Nov 02,2024
Ronan O'Gara has ruled himself out of the running for the vacant Munster head coach position.
The Corkman, widely regarded as one of the province's greatest ever players, won two Champions Cups with Munster but has set his sights on winning a third as a coach with French club La Rochelle - where he has been in charge for five years and is contracted to until 2027 - before moving into international rugby.
"The news on Graham's departure shocked me," O’Gara said in his Irish Examiner column about Graham Rowntree's surprise exit on Tuesday.
"Of course, the Munster elephant in the room is that the current instability has very little to do with who's coaching the team.
"There are financial and environmental issues that pre-date Graham Rowntree's time, and when you wash in some inter-personal stuff into that mix, it all has the feel of disarray.
"Whether you are in Auckland or Samoa, Mallow or Belfast, it's really sad to see what’s going in with Munster.
"In purely economic terms, a fact not lost on the departing head coach, Munster and Leinster has the feel (if not quite the look) of Cardiff City against Manchester City.
"The competitor in me demands that I try and win a Bouclier (Top 14 title) here and another Champions Cup with it.
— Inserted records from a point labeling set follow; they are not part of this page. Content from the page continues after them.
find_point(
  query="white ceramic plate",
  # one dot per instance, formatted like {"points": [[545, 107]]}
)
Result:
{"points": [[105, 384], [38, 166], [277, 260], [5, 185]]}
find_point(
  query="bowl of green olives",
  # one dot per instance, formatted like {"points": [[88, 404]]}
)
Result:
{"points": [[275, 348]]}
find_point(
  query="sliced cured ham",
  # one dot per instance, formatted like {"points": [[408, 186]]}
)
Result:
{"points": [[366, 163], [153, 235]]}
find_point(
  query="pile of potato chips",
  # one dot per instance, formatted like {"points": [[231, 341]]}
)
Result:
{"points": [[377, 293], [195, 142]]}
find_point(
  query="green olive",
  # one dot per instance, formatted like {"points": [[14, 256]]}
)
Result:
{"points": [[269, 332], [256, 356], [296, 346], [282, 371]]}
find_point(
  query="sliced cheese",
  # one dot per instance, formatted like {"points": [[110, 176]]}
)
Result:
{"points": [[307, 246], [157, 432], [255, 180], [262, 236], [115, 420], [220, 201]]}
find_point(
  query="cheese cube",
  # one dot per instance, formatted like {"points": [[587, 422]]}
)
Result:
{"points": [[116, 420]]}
And I feel I have a better chance of doing that with La Rochelle than with Munster.
"The greatest days of my rugby life were in that Munster top but I'm not interested in the Munster head coach role. Not now and hardly in the future.
"Munster is in my heart but not my head now. Besides, I would hope my next coaching move is into the Test arena."
The former out-half tipped his ex-team-mates Mike Prendergast and Denis Leamy, currently Munster attack and defence coaches respectively, to step up.
"These are turbulent times, but the solution for their next head coach is already in the building with a combo of Mike Prendergast and Denis Leamy.
"Prendy has been on the road for 11 years, cultivating his rugby knowledge around France to get it to a level commensurate with the duties and role of a head coach. He knows rugby inside out, he knows Munster inside out, that's why it works.
"Plus there is a possible add of someone else with gravitas and judgement, an elder lemon. But Prendy as the director of rugby. Munster will be better if Leamy and Prendergast are given more control. Felix Jones has been mentioned but is less experienced than Prendergast."
"I think he has been honest in terms of where Munster are" - Donal Lenihan
"It comes as no surprise to me that Ronan isn't throwing his hat into the ring," said Lenihan.
"His kids are in this school cycle. He has won two Champions Cups there, but they've never won the Bouclier de Brennus, which is the big one. They've been there or thereabouts, beaten in the final last year [2023] in the last second. So that's where he wants to be.
"I think he has been honest in terms of where Munster are. They have won the URC recently, but in Europe, they haven't been competitive for a long time."
Lenihan said that while he had heard some rumblings of discontent under Rowntree, he hadn't expected the Englishman's departure.
"The fans really got Graham Rowntree and he got them. There was a great synergy between them. He was old-school in so many ways, but you know, a lot of the Munster people like that. The problem was, coming through the Leicester Tigers school of hard knocks, if you like, internally within the group, that didn't always go down well.
"Certainly with some players, and even within the coaching group, there were suggestions that they needed to change the way things were done. So that tension has been there for a while. But that said, I certainly didn't see that announcement coming out of the blue on Tuesday."
Speaking yesterday, Ireland defence coach Simon Easterby, who takes over as interim head coach following the Autumn Nations Series, was asked if he had any ambitions to return to the club game.
Lenihan expects the choice of a new head coach to be between Prendergast and another former Munster man Jones, who is working remotely for the England national side after stepping down as defence coach in August.
"I think there are only two people in the running," said Lenihan. "One of those, Mike Prendergast, I think is well capable of doing the job and he's within the setup, understands the players extremely well and has been hugely instrumental in terms of the way Munster's game has developed, from an attacking perspective, since he came into the squad. I think that makes him favourite.
"The other candidate, in my view, should be Felix Jones. I think he should be interviewed. I think he's a brilliant young coach who has proved himself at various levels. There are two caveats thrown at him. One, Munster would have to pay an exit clause from the RFU because he is contracted to them till next August. And secondly, he hasn't been a head coach.
"But look, I think if he's good enough, I'm always reminding people that Joe Schmidt wasn't a head coach when Leinster plucked him from Clermont Auvergne, almost on the recommendation of Isa Nacewa, and, he didn't do too badly after that."